Ma’shum mengungkapkan, jumlah SMK pada tahun 2010 sebanyak 162 buah baik negeri dan swasta dengan mengacu pada 73 program jurusan yang dikembangkan. Jumlah SMK akan terus ditambah sesuai dengan aspirasi dan kebutuhan masyarakat. Perhatian pemerintah provinsi (Pemprov) NTB sangat besar dalam dunia pendidikan, seperti pemberian dana beasiswa bagi para siswa kurang mampu tingkat dasar hingga SMA sederajat sebesar Rp 80 milyar. Dana itu berasal dari dana sharing antara provinsi dengan kabupaten/kota se – NTB.

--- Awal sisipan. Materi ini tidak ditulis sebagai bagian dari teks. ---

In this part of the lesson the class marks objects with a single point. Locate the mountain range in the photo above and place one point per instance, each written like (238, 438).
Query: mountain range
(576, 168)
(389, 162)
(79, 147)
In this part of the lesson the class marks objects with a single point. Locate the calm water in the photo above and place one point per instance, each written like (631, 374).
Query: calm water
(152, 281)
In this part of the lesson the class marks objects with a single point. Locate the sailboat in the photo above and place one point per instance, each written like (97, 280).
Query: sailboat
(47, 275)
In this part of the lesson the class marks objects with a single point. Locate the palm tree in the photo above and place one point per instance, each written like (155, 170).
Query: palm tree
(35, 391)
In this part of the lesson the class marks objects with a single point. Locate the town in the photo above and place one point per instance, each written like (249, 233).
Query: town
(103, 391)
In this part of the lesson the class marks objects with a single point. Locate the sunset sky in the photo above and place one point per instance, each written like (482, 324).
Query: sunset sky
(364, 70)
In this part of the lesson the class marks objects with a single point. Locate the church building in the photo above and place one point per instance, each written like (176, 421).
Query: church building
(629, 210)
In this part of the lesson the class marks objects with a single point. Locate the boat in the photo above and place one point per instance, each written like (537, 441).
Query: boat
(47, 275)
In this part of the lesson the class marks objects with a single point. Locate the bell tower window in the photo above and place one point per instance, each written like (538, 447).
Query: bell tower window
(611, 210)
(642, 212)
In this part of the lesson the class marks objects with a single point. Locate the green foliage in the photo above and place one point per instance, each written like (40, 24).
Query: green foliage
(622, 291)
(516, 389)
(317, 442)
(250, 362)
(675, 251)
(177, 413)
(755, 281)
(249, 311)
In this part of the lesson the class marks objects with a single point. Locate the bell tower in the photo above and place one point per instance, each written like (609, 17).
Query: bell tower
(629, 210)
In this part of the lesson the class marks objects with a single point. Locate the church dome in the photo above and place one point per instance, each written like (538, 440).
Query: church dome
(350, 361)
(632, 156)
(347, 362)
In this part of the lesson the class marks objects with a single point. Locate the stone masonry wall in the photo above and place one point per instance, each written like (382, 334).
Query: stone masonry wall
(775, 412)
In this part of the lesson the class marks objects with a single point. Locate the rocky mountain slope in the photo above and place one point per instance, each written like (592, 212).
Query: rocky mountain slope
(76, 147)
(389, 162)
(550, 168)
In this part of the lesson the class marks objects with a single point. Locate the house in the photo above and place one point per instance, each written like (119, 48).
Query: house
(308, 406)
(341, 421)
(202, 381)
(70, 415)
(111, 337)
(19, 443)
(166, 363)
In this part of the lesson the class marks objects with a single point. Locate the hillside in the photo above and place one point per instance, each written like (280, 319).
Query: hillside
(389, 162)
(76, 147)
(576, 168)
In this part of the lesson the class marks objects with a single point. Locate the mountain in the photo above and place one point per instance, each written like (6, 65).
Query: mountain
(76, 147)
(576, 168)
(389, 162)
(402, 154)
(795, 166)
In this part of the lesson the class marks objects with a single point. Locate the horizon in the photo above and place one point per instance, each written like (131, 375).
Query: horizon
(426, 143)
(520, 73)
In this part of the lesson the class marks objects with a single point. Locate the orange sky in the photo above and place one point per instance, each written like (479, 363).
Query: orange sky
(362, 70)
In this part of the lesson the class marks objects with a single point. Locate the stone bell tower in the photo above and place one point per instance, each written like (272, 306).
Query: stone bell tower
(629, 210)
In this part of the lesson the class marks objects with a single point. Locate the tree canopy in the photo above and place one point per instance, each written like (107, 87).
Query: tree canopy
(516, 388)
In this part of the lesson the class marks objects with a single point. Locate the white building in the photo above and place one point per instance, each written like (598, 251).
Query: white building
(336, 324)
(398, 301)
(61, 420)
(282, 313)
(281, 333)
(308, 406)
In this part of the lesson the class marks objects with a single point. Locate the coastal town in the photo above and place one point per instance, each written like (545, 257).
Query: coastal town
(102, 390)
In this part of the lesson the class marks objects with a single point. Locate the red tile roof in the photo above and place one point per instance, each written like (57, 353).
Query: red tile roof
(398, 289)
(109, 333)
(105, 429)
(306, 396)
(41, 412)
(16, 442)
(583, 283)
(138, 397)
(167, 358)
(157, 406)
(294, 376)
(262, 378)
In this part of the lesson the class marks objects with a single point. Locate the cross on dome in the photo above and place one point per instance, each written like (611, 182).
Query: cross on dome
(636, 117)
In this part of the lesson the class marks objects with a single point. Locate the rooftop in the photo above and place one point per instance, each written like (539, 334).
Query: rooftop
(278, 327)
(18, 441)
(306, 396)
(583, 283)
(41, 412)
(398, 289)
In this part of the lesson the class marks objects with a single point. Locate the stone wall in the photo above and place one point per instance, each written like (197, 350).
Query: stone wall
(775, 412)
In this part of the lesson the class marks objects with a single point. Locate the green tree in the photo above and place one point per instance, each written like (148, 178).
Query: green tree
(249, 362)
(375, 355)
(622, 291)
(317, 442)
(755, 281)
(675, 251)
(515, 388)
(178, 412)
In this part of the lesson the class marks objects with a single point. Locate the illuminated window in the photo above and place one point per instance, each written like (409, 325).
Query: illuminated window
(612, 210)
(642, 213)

Bagi 2.500 orang mahasiswa kurang mampu, termasuk 500 orang guru yang ingin melanjutkan ke jenjang S1 hingga S3 lanjut Ma’shum diberikan beasiswa juga. Hal itu dalam upaya meningkatkan kualitas SDM NTB dan guru. Khusus 6 buah SMK bertaraf internasional, diberikan dana pembinaan sebesar Rp 600 juta. Diberikan juga dana bantuan kreasi bagi siswa SMK sebesar Rp 316 juta dan pemantapan kurikulum siswa Rp 300 juta.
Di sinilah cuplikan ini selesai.